## Pipeline: Evaluate results on validation set

Using the Titanic dataset from [this](https://www.kaggle.com/c/titanic/overview) Kaggle competition.

In this section, I will use what I learned in last section to fit the best few models on the full training set and then evaluate the model on the validation set.

### Read in data

In [1]:
import pandas as pd
from sklearn.ensemble import RandomForestClassifier
from sklearn.metrics import accuracy_score, precision_score, recall_score

tr_features = pd.read_csv('../data/train_features.csv')
tr_labels = pd.read_csv('../data/train_labels.csv')

val_features = pd.read_csv('../data/val_features.csv')
val_labels = pd.read_csv('../data/val_labels.csv')

te_features = pd.read_csv('../data/test_features.csv')
te_labels = pd.read_csv('../data/test_labels.csv')



### Fit best models on full training set

Results from last section:
```
BEST PARAMS: {'max_depth': 10, 'n_estimators': 100}

0.772 (+/-0.068) for {'max_depth': 2, 'n_estimators': 5}
0.805 (+/-0.098) for {'max_depth': 2, 'n_estimators': 50}
0.792 (+/-0.144) for {'max_depth': 2, 'n_estimators': 100}
0.794 (+/-0.052) for {'max_depth': 10, 'n_estimators': 5}
0.82 (+/-0.057) for {'max_depth': 10, 'n_estimators': 50}
---0.832 (+/-0.054) for {'max_depth': 10, 'n_estimators': 100}
0.801 (+/-0.052) for {'max_depth': 20, 'n_estimators': 5}
0.807 (+/-0.034) for {'max_depth': 20, 'n_estimators': 50}
0.803 (+/-0.026) for {'max_depth': 20, 'n_estimators': 100}
0.794 (+/-0.06) for {'max_depth': None, 'n_estimators': 5}
---0.807 (+/-0.014) for {'max_depth': None, 'n_estimators': 50}
---0.809 (+/-0.033) for {'max_depth': None, 'n_estimators': 100}
```

In [2]:
# i will take the 3 best hyper parameter combinations and i will re fit those models on the-
# full training set.

# why do i need to refit on the full training set?
# i want to evaluate this on the validation set, so i will allow my model to learn from-
# the full training set, instead of limiting it to only 80%

# once this cell is run, rf1, rf2, rf3 will become fit models. i can then use them to make-
# predictions on unseen data
rf1 = RandomForestClassifier(n_estimators=100, max_depth=10)
rf1.fit(tr_features, tr_labels.values.ravel())

rf2 = RandomForestClassifier(n_estimators=100, max_depth=None)
rf2.fit(tr_features, tr_labels.values.ravel())

rf3 = RandomForestClassifier(n_estimators=50, max_depth=None)
rf3.fit(tr_features, tr_labels.values.ravel())

### Evaluate models on validation set
Now i will evealuate the above fit models on the validation set.
The only examples these models have seen at this point are those in the training set.

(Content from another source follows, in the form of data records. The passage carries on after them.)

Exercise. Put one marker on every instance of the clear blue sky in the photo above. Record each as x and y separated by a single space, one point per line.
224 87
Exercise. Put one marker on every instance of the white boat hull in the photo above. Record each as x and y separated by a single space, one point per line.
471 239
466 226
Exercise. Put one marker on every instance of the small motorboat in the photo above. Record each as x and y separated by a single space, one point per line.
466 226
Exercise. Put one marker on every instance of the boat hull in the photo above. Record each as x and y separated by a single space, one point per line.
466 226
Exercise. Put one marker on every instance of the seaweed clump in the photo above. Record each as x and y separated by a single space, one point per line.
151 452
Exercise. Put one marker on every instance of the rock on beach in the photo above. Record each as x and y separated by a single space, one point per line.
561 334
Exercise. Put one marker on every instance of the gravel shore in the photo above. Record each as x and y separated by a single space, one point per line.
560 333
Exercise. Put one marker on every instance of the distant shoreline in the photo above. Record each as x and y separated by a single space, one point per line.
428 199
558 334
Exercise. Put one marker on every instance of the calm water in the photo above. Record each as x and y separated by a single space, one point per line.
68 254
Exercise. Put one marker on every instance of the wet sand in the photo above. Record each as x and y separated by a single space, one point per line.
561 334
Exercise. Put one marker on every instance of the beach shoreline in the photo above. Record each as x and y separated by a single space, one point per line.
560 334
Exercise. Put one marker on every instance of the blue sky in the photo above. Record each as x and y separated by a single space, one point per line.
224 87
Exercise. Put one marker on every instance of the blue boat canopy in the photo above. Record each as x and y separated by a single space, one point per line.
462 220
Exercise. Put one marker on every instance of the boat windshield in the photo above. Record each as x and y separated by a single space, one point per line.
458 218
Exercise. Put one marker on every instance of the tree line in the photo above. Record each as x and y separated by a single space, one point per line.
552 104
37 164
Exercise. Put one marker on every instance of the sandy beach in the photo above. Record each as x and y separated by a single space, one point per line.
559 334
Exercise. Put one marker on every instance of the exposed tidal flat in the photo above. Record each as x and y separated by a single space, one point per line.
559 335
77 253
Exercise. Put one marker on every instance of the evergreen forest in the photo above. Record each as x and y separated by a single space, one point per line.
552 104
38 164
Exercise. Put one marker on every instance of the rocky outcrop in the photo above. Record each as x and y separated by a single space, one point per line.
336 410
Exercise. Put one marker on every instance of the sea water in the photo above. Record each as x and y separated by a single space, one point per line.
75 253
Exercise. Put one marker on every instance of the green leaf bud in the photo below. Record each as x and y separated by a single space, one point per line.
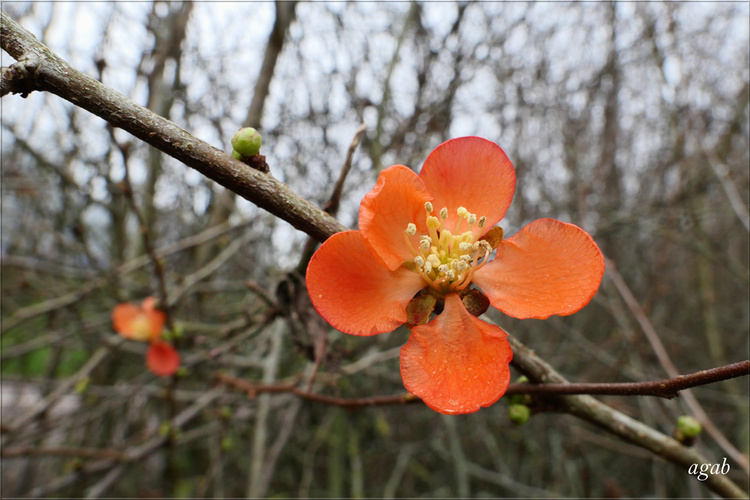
247 141
689 426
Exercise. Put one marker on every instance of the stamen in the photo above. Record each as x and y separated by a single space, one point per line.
448 260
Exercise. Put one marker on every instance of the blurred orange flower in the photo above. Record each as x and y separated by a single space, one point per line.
145 323
423 241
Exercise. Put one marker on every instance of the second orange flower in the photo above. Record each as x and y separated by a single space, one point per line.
425 242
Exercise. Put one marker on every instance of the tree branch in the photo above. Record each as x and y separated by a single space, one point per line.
665 388
41 69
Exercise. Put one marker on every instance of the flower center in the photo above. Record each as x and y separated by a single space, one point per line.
141 328
448 259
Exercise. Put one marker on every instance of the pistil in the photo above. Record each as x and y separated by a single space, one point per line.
447 261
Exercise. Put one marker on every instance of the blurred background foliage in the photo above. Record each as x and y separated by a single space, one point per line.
629 120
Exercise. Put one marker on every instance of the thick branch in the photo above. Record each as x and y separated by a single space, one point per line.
619 424
43 70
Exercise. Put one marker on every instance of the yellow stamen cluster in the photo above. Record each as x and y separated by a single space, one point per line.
447 260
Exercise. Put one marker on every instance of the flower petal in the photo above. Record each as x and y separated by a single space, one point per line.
397 199
162 359
473 173
354 292
457 363
548 267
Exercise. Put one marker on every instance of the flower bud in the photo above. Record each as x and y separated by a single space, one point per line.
247 141
689 426
687 430
519 414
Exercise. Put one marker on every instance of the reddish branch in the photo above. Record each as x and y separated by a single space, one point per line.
666 388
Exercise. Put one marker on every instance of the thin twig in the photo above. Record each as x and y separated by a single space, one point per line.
46 71
666 388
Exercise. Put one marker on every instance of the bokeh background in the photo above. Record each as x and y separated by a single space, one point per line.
630 120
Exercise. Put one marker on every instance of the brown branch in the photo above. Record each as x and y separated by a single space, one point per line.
605 417
665 388
65 451
44 70
661 353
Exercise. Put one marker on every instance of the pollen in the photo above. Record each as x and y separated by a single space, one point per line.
448 258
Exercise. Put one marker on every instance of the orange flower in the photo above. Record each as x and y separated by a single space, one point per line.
145 323
424 240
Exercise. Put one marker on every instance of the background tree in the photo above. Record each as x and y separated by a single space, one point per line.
630 120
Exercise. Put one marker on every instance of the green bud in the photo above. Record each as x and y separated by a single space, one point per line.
247 141
164 429
519 414
227 444
689 426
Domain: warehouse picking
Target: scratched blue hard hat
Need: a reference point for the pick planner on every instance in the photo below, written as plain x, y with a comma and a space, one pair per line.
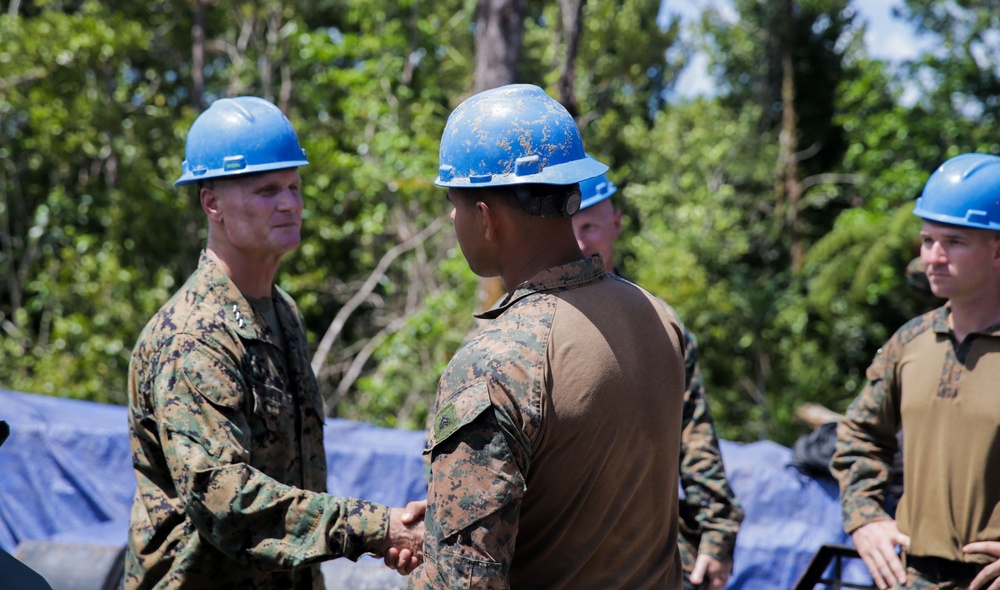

This is the true test. its the test of the models ability to generalize to unseen data. 
If they are overfit or underfit, they will fail here.

I will be using accuracy, precision, and recall to evaluate these models to select the one that generalizes best to the validation set.

In [4]:
# to eveluate these i will use a for loop where i will cycle through my three models.
# and then for each model, i will call the predict method, and then pass in my validation features.
# this will make predictions and it will output an array of those features 

# after i have the predictions, i want to generate some results metrics
for mdl in [rf1, rf2, rf3]:
    y_pred = mdl.predict(val_features)
    accuracy = round(accuracy_score(val_labels, y_pred), 3)
    precision = round(precision_score(val_labels, y_pred), 3)
    recall = round(recall_score(val_labels, y_pred), 3)
    print('MAX DEPTH: {} / # OF EST: {} -- A: {} / P: {} / R: {}'.format(mdl.max_depth,
                                                                         mdl.n_estimators,
                                                                         accuracy,
                                                                         precision,
                                                                         recall))

# i can see that the model that performed best in cross validation actually did not-
# perform best in the validation set

MAX DEPTH: 10 / # OF EST: 100 -- A: 0.821 / P: 0.824 / R: 0.737
MAX DEPTH: None / # OF EST: 100 -- A: 0.799 / P: 0.786 / R: 0.724
MAX DEPTH: None / # OF EST: 50 -- A: 0.821 / P: 0.824 / R: 0.737


### Evaluate the best model on the test set
Up to this point i have dont the following:

1. Explore & clean the data
2. Split data into train/validation/test
3. Fit an initial model and evaluate
4. Tune hyper parameters 
5. Evaluate on Validation Set
6. Final model selection and evaluation on test set

Now that i have the best model, i need to evaluate it on a test set to get a truly unbiased view of how it should perform moving forward. 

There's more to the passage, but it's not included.